Like other governments across the world, India seeks the return of fugitives from justice through extradition or legal assistance treaties, which require the submission of a warrant from a court, and credible evidence that a crime has been committed.
Intelligence services in countries like Saudi Arabia and the UAE, though, sometimes respond to evidence submitted by India’s Research and Analysis Wing by simply deporting suspects—allowing police to arrest them on their return.
Following the revocation of Article 370 clauses in 2019, the Jammu and Kashmir Police had begun an aggressive crackdown on the use of social media—critical to the massive, Islamist-led mobilisation which swept aside Indian state power in 2016. Key online activists were, controversially, threatened with prosecution for postings the authorities argued were inflammatory.

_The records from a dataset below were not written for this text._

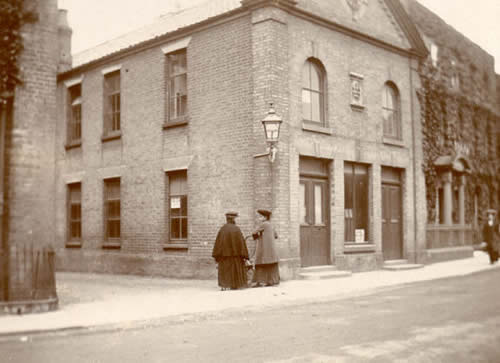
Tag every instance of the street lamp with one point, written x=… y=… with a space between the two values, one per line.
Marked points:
x=272 y=123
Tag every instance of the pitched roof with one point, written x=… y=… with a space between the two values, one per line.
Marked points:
x=165 y=24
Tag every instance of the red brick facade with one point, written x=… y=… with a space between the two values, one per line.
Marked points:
x=237 y=64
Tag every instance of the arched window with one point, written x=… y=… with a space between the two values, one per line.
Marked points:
x=313 y=92
x=391 y=111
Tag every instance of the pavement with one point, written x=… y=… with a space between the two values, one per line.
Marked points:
x=95 y=301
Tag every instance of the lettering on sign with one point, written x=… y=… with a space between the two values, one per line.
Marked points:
x=359 y=235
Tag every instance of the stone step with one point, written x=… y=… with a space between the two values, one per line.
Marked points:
x=403 y=267
x=318 y=268
x=333 y=274
x=395 y=262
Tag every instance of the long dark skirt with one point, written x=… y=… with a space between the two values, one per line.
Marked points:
x=232 y=273
x=268 y=274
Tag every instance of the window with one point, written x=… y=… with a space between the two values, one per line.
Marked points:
x=177 y=210
x=112 y=103
x=434 y=54
x=176 y=86
x=391 y=111
x=355 y=201
x=455 y=78
x=74 y=114
x=313 y=92
x=74 y=214
x=112 y=208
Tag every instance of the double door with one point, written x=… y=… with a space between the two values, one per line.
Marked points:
x=392 y=245
x=314 y=223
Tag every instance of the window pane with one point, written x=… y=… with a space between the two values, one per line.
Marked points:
x=318 y=204
x=302 y=204
x=175 y=228
x=315 y=107
x=114 y=229
x=306 y=105
x=184 y=228
x=75 y=211
x=315 y=78
x=306 y=78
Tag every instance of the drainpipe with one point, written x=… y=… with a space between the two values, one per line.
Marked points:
x=4 y=247
x=415 y=207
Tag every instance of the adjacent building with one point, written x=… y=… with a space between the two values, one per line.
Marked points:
x=460 y=120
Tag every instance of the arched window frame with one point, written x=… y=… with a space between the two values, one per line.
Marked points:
x=392 y=125
x=317 y=114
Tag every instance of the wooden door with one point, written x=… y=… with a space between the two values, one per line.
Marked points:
x=314 y=226
x=392 y=245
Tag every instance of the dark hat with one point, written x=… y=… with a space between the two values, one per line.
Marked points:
x=264 y=212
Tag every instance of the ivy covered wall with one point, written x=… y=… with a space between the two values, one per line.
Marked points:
x=459 y=112
x=12 y=17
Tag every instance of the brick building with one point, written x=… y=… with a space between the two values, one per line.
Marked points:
x=158 y=134
x=460 y=124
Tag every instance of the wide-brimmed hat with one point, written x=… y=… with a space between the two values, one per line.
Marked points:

Investigations, however, led authorities to the conclusion that critical figures in the secessionist online campaign were living overseas. Efforts against these networks led, among other things, to the deportation from the UAE of Shaukat Ahmad Dar—who, using the pseudonymous social media handle ‘Hamza Hizbi’, had threatened officials with execution-style killings.
In other cases—notably that of Srinagar resident Sajjad Gul and Sopore resident Rayees Mir, accused of issuing the online calls that led to the assassination of journalist Shujaat Bukhari—the suspects could not be deported, since they had fled to Pakistan.
“The real concern with delays like the one we’ve seen in the Dar case,” the intelligence official said, “is that it allows perpetrators time to escape to countries from where we cannot seek their return.”
Intelligence sources said Pakistan’s spy services worked systematically from 2008 to amplify secessionist voices, setting up hundreds of thousands of mutually reinforcing fake handles on Facebook and Twitter—a common strategy of modern political propagandists.
Lacking a credible leadership within Kashmir itself, police sources told News18, the secessionist movement has now become increasingly dependent on loosely organised circles of online activists based in Europe, Turkey and the Persian Gulf states.
The more influential secessionist voices in the diaspora include Nazir Shawl, a former academic who runs an activist centre based in London, United States-based architect Aziz ‘Tony’ Ashai, Australia-based businessman Mubeen Shah and ailing Islamist leader Syed Ali Shah Geelani’s Istanbul-based granddaughter Ruwa Shah.
“In some of these cases, the individuals concerned are protected by the free-speech laws of the countries they live in, and you could argue what they say constitutes legitimate political opinion,” said a Kashmir-based government official familiar with the Dar case. “There are other cases involving express calls to violence, often targeting individuals or glorifying jihadists, which are crimes by most countries’ standards.”